Skate, Die or Lie
While on patrol Sept. 27, officers observed a skateboarder at Burk Lane. Officers made contact with the subject and he was cited. To make matters worse, this little shredder was also charged for providing false identification to the officer. Come on man, what are you trying to hide? You’re already negatively stigmatized as a hooligan with your four-wheeled satan stick, but get your bearings straight and learn how to keep the 5-0 away. Must be how he rolls.
Don’t Cross Me
Officers viewed a subject illegally crossing the street at South State Drive Sept. 28. Upon review of the subject’s records, it was determined that the gentleman had an active felony warrant out from San Francisco County for possession of burglary tools.
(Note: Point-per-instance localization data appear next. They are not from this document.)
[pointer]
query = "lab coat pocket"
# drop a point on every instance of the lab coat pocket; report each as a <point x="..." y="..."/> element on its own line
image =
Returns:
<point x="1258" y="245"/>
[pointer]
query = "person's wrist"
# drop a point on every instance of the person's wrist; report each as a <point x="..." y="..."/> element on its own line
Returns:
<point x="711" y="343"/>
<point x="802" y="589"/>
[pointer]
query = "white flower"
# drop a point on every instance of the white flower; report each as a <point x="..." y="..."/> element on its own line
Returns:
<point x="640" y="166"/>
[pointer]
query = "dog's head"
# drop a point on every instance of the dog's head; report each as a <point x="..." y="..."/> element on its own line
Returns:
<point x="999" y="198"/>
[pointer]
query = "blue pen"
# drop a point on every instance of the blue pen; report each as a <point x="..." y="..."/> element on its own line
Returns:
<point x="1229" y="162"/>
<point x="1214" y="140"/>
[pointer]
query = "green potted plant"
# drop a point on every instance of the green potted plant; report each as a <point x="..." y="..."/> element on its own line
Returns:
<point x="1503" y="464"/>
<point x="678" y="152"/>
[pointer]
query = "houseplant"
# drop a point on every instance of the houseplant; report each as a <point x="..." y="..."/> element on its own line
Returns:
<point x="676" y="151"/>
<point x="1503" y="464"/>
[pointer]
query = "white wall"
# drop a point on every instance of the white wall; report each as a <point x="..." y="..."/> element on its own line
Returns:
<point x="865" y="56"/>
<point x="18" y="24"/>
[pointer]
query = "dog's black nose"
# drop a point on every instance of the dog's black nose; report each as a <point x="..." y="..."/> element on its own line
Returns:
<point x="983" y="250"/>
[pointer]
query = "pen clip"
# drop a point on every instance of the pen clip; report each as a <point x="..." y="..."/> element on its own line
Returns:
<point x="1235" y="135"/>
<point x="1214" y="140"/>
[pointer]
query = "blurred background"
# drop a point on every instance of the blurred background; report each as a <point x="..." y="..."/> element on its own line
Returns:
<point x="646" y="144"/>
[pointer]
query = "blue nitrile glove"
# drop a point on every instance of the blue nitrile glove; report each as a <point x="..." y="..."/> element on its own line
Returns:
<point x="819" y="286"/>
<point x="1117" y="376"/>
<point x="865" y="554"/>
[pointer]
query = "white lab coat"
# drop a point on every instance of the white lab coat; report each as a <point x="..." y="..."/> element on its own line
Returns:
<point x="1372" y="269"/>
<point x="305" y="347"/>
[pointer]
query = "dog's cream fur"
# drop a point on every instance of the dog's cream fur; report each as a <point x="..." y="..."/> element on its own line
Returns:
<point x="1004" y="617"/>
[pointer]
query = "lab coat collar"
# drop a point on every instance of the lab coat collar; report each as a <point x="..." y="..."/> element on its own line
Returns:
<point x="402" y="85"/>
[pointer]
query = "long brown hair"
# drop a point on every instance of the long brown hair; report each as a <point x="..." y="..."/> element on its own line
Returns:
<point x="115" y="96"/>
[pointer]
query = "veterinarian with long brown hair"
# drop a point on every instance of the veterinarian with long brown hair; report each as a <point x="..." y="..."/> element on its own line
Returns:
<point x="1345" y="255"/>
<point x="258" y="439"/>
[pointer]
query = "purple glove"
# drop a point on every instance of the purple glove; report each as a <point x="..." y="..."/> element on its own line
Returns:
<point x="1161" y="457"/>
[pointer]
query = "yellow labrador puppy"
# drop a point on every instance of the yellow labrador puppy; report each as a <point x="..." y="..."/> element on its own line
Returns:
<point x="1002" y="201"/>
Steal this piece of advice, sir: However minute your jaywalking act may have been, you should probably stay under the radar if there is a warrant out for your arrest. This sounds like a repeatable mistake, which is a lot like tripping over your own feet — it’s avoidable with a little attention.
This Is Trash
An officer took a case regarding a subject who threw trash over the fence onto University property at Lake Merced Boulevard Sept. 28. Is this really necessary? Where does the importance lie in taking a case number involving littering? There are much more shocking events taking place on campus. Maybe officers should take a trip to Cafe Rosso and write down some case numbers involving how students get milk all over the condiment counter because they don’t know how to properly pour cream in their coffee. Talk about a thirst for justice.